Par Firmain Eric Mbadinga

Clovis Kakule Mutsuva est compté parmi le million d'habitants de la ville de Béni située dans la région du Nord-Kivu en RDC. Les deux noms qu'il porte, Clovis les présente et les prononce de façon très solennelle chaque fois qu'il en a l'occasion.

Dans son entourage, tout le monde sait que Clovis est fier de ses patronymes typiquement africains, parce qu'il en maîtrise la signification et les valeurs socio-culturelles.

''Je vais commencer par le nom Kakule parce que c'est le nom de ma tribu. Kakule, c'est le nom que l'on attribue au 4ᵉ fils d'une lignée dans la communauté Nandé. Ce nom est attribué dans le même temps au dernier parmi les garçons, à celui qui a donc la tâche de servir les aînés, filles comme garçons.'' expose Clovis Kakule Mutsuva à TRT Afrika.
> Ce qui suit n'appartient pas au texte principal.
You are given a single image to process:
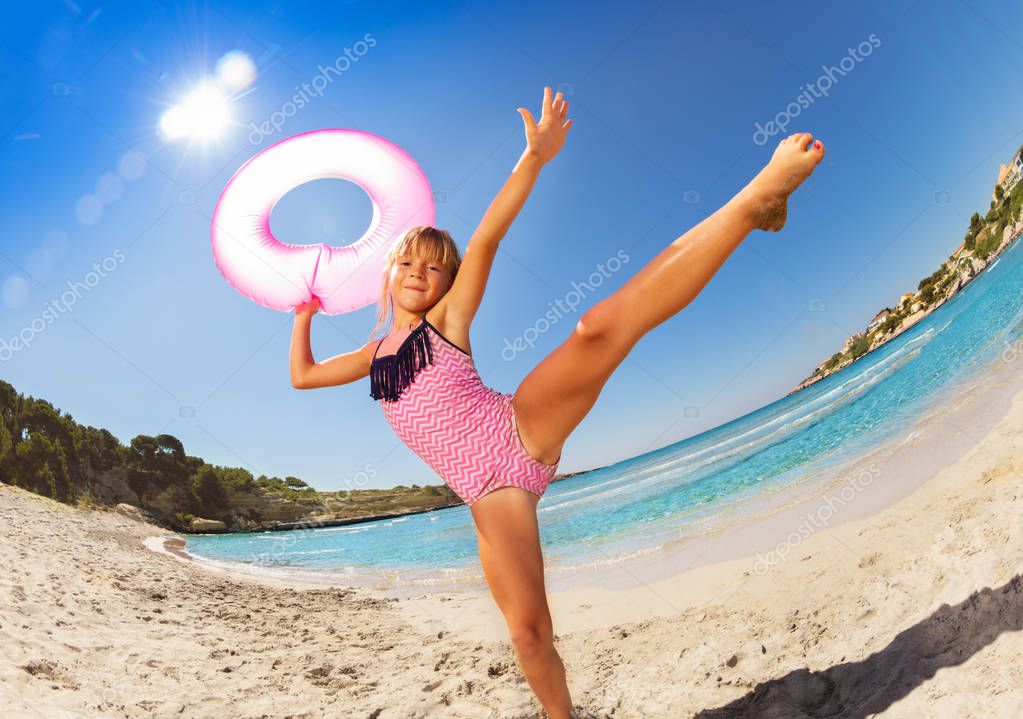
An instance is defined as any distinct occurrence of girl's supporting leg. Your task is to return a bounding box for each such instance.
[470,487,572,719]
[513,133,825,464]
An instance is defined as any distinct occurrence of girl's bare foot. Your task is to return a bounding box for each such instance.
[738,132,825,232]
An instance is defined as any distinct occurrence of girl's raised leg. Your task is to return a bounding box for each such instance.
[513,133,825,464]
[470,487,572,719]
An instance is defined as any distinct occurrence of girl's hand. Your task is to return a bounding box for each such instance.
[519,87,572,163]
[295,297,319,317]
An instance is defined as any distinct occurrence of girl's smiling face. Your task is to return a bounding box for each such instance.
[391,255,451,312]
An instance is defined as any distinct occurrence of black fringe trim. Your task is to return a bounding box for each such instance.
[369,322,434,402]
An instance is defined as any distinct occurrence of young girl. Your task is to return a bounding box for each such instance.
[291,87,825,719]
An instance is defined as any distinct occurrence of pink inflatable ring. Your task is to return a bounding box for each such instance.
[211,129,434,314]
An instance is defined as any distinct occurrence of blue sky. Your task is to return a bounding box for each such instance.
[0,0,1023,490]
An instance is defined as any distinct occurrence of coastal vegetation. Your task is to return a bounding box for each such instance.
[789,163,1023,395]
[0,380,460,532]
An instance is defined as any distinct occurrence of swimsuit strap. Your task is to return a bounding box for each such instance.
[369,318,434,402]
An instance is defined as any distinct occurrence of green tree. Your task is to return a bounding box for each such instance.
[191,464,230,519]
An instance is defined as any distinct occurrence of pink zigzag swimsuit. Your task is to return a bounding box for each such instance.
[370,317,561,505]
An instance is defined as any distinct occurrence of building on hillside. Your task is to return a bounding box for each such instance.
[991,147,1023,200]
[866,307,890,332]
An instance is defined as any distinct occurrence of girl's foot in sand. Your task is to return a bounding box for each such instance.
[737,132,825,232]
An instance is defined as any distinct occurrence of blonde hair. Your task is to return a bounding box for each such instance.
[369,225,461,339]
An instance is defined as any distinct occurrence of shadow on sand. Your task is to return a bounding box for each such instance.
[694,575,1023,719]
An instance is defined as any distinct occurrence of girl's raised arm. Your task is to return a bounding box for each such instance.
[444,87,572,325]
[291,298,373,390]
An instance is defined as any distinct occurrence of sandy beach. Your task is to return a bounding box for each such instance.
[0,372,1023,719]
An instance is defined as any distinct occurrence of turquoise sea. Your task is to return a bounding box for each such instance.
[182,236,1023,588]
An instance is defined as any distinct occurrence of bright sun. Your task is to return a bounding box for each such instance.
[160,50,258,142]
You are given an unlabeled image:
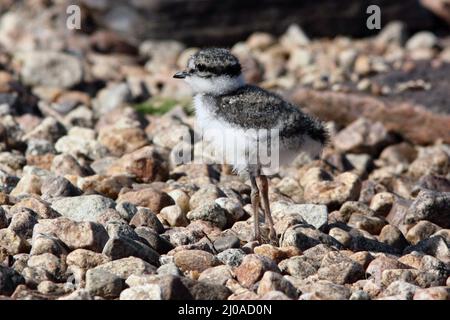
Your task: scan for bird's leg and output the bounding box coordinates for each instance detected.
[250,174,261,243]
[258,175,278,242]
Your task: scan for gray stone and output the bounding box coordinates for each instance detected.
[135,227,174,254]
[405,190,450,228]
[33,217,108,252]
[19,51,83,88]
[94,257,156,279]
[187,204,227,229]
[217,249,245,267]
[272,203,328,229]
[280,224,342,250]
[102,237,159,266]
[213,235,241,252]
[130,208,164,233]
[86,269,125,299]
[0,264,25,296]
[115,201,138,221]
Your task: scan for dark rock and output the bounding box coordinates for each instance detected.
[41,176,82,199]
[378,224,408,252]
[217,249,245,267]
[403,236,450,263]
[235,254,280,288]
[86,269,125,299]
[280,224,342,251]
[174,250,219,272]
[135,227,174,254]
[290,61,450,144]
[130,208,164,233]
[213,235,241,252]
[0,264,25,296]
[181,277,231,300]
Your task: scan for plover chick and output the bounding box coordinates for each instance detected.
[174,48,328,243]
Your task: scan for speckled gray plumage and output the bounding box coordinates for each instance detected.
[187,48,241,77]
[211,85,329,145]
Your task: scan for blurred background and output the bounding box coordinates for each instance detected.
[0,0,450,300]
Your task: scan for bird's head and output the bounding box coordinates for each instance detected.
[173,48,245,95]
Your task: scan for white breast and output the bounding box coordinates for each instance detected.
[194,94,264,172]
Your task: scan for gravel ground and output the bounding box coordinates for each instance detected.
[0,1,450,300]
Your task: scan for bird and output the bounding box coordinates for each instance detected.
[173,48,329,243]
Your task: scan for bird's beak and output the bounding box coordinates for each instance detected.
[173,71,188,79]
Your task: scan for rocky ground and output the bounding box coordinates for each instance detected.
[0,2,450,300]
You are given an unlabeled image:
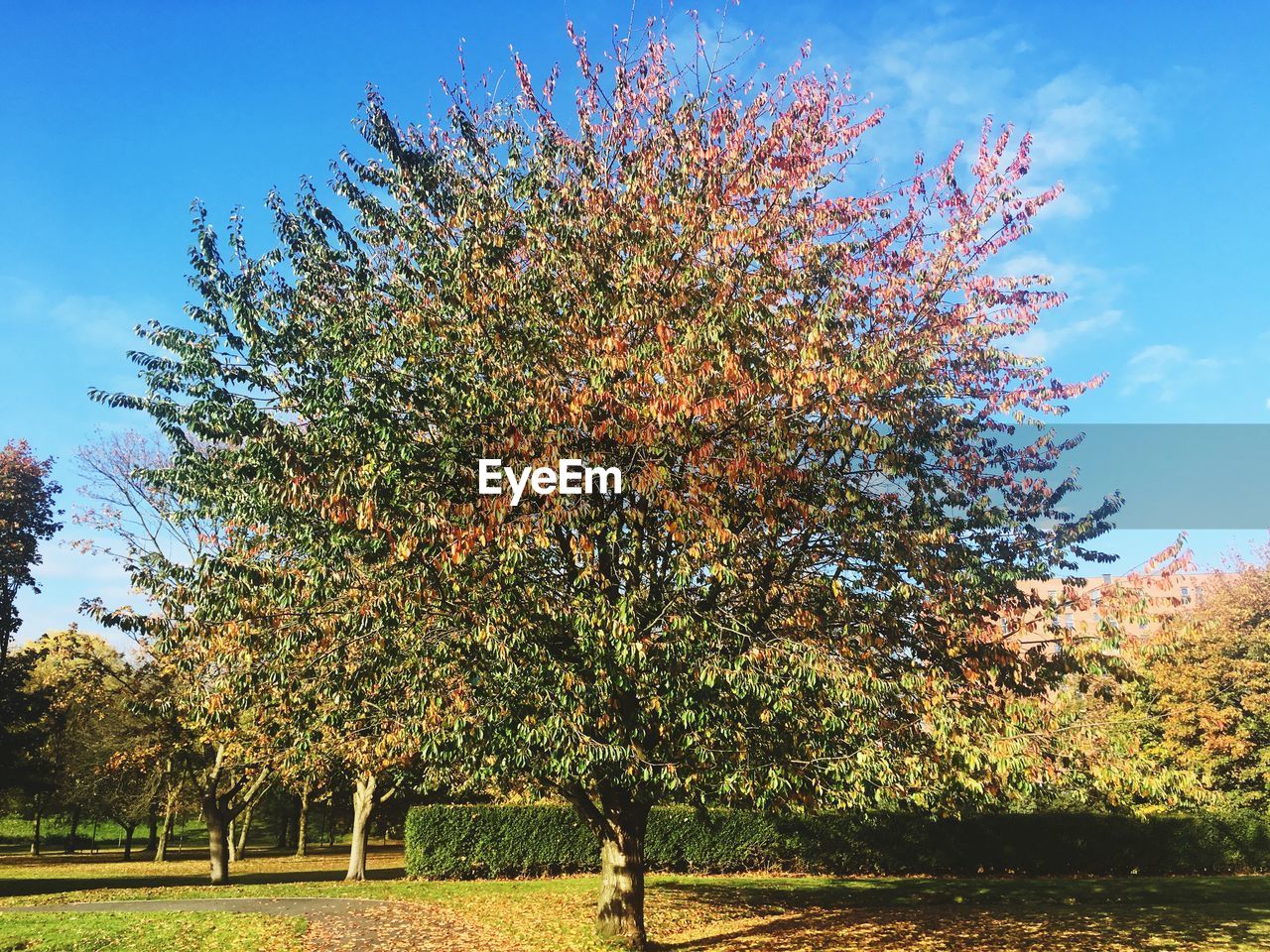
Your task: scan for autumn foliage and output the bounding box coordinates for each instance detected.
[101,23,1132,944]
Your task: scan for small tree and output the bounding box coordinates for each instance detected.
[1148,551,1270,811]
[0,440,63,667]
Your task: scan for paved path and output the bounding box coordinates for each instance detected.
[0,896,391,917]
[0,896,514,952]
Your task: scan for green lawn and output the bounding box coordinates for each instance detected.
[0,912,305,952]
[0,849,1270,952]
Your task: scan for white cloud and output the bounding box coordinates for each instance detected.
[0,276,154,358]
[1010,308,1124,361]
[1123,344,1223,403]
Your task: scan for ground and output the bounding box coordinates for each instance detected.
[0,847,1270,952]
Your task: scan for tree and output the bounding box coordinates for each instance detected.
[1147,552,1270,811]
[0,440,63,667]
[109,16,1117,946]
[0,650,54,856]
[76,432,269,885]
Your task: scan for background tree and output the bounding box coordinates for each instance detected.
[0,440,63,667]
[0,650,54,856]
[1148,552,1270,811]
[104,18,1117,946]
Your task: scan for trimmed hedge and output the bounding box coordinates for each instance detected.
[405,805,1270,879]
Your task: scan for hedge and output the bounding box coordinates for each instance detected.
[405,805,1270,879]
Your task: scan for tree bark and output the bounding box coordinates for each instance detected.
[296,779,310,857]
[146,797,159,853]
[344,774,375,883]
[595,798,648,949]
[203,796,230,886]
[155,790,177,863]
[234,801,255,860]
[64,808,78,853]
[31,796,45,856]
[123,820,137,862]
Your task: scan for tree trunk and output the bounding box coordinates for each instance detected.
[595,802,648,949]
[344,774,375,883]
[31,797,45,856]
[203,796,230,886]
[146,797,159,853]
[155,790,177,863]
[234,802,255,860]
[64,810,78,853]
[296,780,309,857]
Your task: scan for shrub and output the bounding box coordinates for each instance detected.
[405,805,1270,879]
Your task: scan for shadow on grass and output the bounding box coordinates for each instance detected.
[654,906,1270,952]
[650,876,1270,952]
[0,847,405,897]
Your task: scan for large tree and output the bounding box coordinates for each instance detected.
[108,18,1115,946]
[0,440,63,667]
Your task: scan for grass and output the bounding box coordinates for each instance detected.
[0,912,305,952]
[0,848,1270,952]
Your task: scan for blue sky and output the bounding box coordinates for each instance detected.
[0,0,1270,639]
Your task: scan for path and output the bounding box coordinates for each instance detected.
[0,896,512,952]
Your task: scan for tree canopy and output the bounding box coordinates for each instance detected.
[103,24,1116,944]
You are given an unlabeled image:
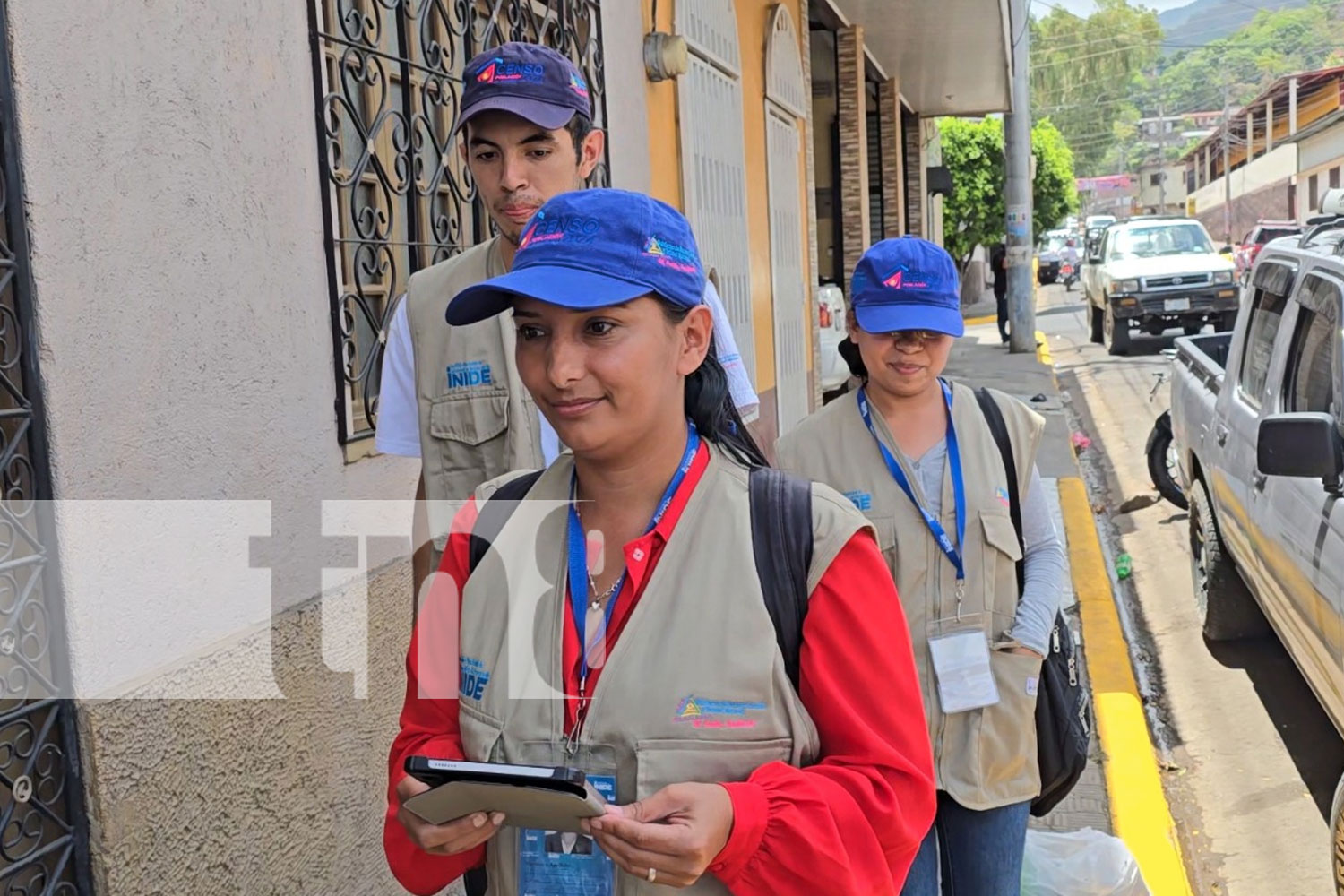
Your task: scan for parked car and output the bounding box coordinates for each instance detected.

Dans la cosmogonie Nandé, Kakule est également le gardien des richesses de sa famille.

Son deuxième nom, Mutsuva, il l'a hérité de son grand-père qui était chef de village et leader respecté. Le fait qu'il soit très souvent considéré comme un meneur à son tour, Clovis le met sur le compte du destin.

''Dès mon jeune âge, j'ai toujours été leader. Au collège, ça toujours été comme ça'', renchérit Clovis Kakule Mutsuva.

La présentation que vient de faire Clovis sur ses noms et leur sens, certains Africains de son âge ou moins ne sont en effet pas en mesure de la faire et pour moult raisons.

Ike Kassa, enseignante à Libreville au Gabon, a confié pour sa part ignorer le sens et la symbolique de son nom.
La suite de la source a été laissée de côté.